Again, the trail went cold.

The final breakthrough took place across the Atlantic. In 2003, Warren took a seven-month sabbatical in Belgium, where he continued working on his elusive peptide. His last day is still the most memorable: He was giving a short recap seminar before catching a plane back to Seattle. During the presentation, he outlined his frustrations with the peptide search.

"One of the things that bugs me about that sequence, is that it doesn't satisfy the sequence motif," Warren told the audience, referring to a set of rules the peptide must obey.

A researcher named Pierre Coulie had been dozing at the back of the room. At that point, he looked up and asked Warren to repeat the sequence motif. Next, he casually inquired whether flipping the order of the two stretches wouldn't satisfy the requirements.

"That was the most magical moment," Warren said. "The light bulbs went on over everybody's heads — in a nanosecond, we all knew what it was."

The peptide is made from four amino acids at the beginning of his 20-amino-acid stretch, stuck to six amino acids from the end. But the six amino acids from the end come before the ones at the beginning.

"I had assumed that the two pieces would get spliced back together in the same order, which in retrospect is totally unwarranted, but it shows you how you can get limited by your assumptions," Warren said.

Back in Seattle, Warren quickly showed the new peptide provoked a T-cell response from the leukemia donor's T-cells. He and his colleagues suspected his peptide must be made in the proteasome, a barrel-shaped organelle that chops up proteins and is known as the cell's "chamber of doom." To prove it, they put purified proteasomes in a Petri dish, fed them the 20-amino-acid precursor peptide, and showed that indeed the barrels were able to spit out the smaller, rearranged peptide.

Another research group had shown in 2004 that some kidney cancer cells displayed spliced peptides on their surface. The new paper extends that to splicing and shuffling, and in healthy human cells. This implies all mammalian cells have the power to take two separate stretches of protein, shuffle them around and create a new protein.

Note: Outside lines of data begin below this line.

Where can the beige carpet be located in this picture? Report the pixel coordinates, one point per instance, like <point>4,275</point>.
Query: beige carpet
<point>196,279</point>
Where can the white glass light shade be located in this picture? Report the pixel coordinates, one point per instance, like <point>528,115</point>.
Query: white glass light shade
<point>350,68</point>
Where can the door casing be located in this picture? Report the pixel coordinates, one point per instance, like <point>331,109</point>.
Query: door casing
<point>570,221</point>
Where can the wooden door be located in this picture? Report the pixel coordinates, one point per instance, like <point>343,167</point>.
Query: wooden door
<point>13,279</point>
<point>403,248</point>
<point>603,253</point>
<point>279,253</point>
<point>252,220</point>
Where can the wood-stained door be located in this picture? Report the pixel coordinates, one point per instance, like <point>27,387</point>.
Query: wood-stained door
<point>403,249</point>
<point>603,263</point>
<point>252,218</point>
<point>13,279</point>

It's not known how often cells make spliced proteins, or whether splicing proteins could somehow benefit the cell. Also unknown is whether a cell could splice together pieces from separate proteins. But the mere idea that a peptide can be made of two separate amino-acid stretches affects immunity.

"What if cells that are infected with HIV could take the HIV proteins and create spliced, rearranged peptides?" Warren said. "That would have enormous implications for making an HIV vaccine."

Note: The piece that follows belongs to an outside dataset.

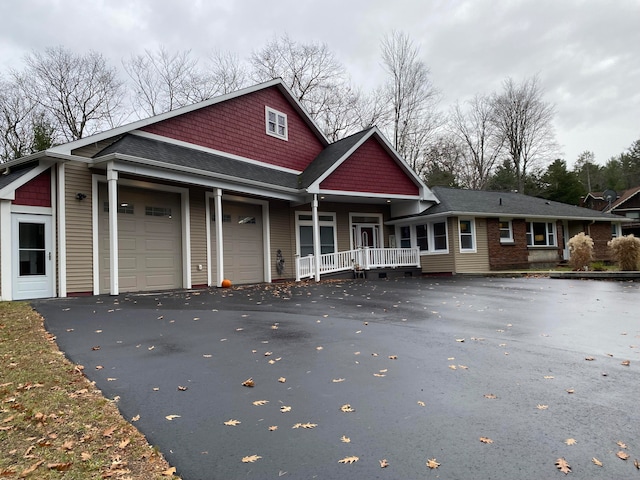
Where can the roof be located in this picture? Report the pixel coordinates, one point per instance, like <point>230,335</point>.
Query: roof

Riddell credits his colleague's tenacity when facing what seemed like an unsolvable problem. The obstacles he encountered, he said, make the result all the more valuable. "This tells us now is that there's a whole other class of potential antigens that could be targets for cancer immunotherapy, vaccine development or viral immunotherapy," Riddell said. "The potential array of targets is much larger than we had anticipated."